What Can a Steakhouse Teach You about Fundraising?

In this post, I focused on thankfulness and gratitude. However, at the beginning, I also mentioned the importance of engagement. When you meaningfully engage supporters, you’ll ensure your nonprofit organization stands out from most charities. As a result, your fundraising effort will be far more successful than it otherwise would be. Because engagement is such an important part of a stellar fundraising process, I want to give the subject the attention it deserves. So, I’ll devote my entire next post to the topic.

For now, will you share some of the special ways you thank your organization’s donors?

That’s what Michael Rosen says… What do you say?

4 Comments to “With #GivingTuesday Behind Us Here’s What You Need to be Thinking About”

  1. Michael,

    Great post. I’ve been taking my newsletter readers through a tour of the five i’s but skipped to impact in November because of Thanksgiving. I concur that we need to remember this principle year-round.

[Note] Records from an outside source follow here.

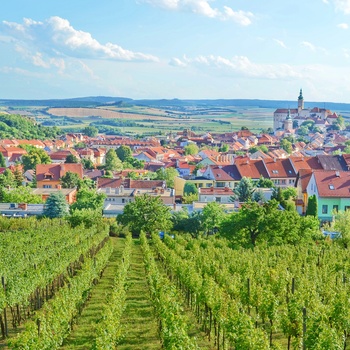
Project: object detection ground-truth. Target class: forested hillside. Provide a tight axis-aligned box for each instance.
[0,114,60,140]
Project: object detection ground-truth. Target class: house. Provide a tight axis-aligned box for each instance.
[32,186,77,205]
[198,187,234,204]
[306,170,350,221]
[36,163,83,188]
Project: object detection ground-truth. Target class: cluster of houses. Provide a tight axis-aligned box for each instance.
[0,91,350,220]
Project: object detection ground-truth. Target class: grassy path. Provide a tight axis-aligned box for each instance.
[118,240,161,350]
[62,238,124,350]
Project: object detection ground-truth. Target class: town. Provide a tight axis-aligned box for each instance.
[0,90,350,222]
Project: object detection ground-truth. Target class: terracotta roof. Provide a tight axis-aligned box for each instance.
[199,187,234,196]
[296,169,312,193]
[313,170,350,198]
[209,165,234,181]
[235,157,269,179]
[36,163,83,181]
[263,158,297,178]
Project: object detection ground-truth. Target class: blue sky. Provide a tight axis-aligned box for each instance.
[0,0,350,103]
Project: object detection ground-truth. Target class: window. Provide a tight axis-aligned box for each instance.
[322,204,328,214]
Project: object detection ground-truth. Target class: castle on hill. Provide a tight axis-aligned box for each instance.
[273,89,338,132]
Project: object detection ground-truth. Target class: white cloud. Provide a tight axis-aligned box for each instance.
[143,0,254,26]
[334,0,350,15]
[337,23,349,29]
[0,16,158,61]
[301,41,316,51]
[273,39,287,49]
[170,55,301,79]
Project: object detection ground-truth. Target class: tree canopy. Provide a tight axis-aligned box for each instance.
[43,191,69,218]
[117,194,172,235]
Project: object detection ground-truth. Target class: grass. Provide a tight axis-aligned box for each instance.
[62,238,124,350]
[118,240,161,350]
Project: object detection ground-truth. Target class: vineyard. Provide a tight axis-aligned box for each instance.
[0,219,350,350]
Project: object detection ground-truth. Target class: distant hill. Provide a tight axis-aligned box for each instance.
[0,96,350,113]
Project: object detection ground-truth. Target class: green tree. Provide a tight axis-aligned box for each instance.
[22,148,51,171]
[60,171,80,188]
[105,148,123,171]
[65,153,79,163]
[83,125,98,137]
[81,158,95,169]
[184,143,199,155]
[43,191,69,218]
[117,194,172,235]
[0,169,17,187]
[115,145,132,162]
[2,186,44,204]
[219,143,230,153]
[280,138,293,154]
[0,152,6,168]
[171,207,203,238]
[231,176,255,202]
[156,167,179,188]
[202,202,225,234]
[70,187,106,213]
[256,175,275,188]
[184,181,198,195]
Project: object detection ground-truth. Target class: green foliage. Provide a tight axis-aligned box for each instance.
[256,175,275,188]
[181,193,198,204]
[117,194,171,235]
[105,148,123,171]
[220,200,320,248]
[0,152,6,168]
[83,125,98,137]
[70,186,106,213]
[115,145,132,162]
[184,143,199,155]
[0,169,17,187]
[67,208,102,227]
[81,158,95,169]
[156,167,179,188]
[22,147,51,171]
[184,181,198,195]
[60,171,80,188]
[305,195,318,217]
[280,138,293,154]
[172,207,203,238]
[43,191,69,218]
[0,114,61,140]
[1,186,44,204]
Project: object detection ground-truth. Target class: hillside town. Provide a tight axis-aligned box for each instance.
[0,90,350,221]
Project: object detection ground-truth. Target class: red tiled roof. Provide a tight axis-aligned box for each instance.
[313,170,350,198]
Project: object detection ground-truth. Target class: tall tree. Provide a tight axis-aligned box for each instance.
[43,191,69,218]
[115,145,132,162]
[117,194,172,235]
[184,143,199,155]
[105,148,123,171]
[60,171,80,188]
[305,195,318,217]
[156,167,179,188]
[0,152,6,168]
[22,148,51,171]
[83,125,98,137]
[184,181,198,195]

    Thankful for your all that you do to inform those who raise funds to change and save lives.

  2. Michael,
    I am glad you took my suggestion to heart and wrote this piece. You did an excellent job.
    As development professionals, we need to be grateful daily for those who share their time and treasure with our causes. While we need to communicate our gratitude more often, we really need to adopt that mindset into our personal and professional lives. I hope more will take this advice to heart.

    • Richard, thank you for your comment and for contacting me with the suggestion for this post. I the idea that we should be grateful every day is something that people can easily take for granted. However, it’s something we need to be reminded of and something that requires practice to master. Thanks again!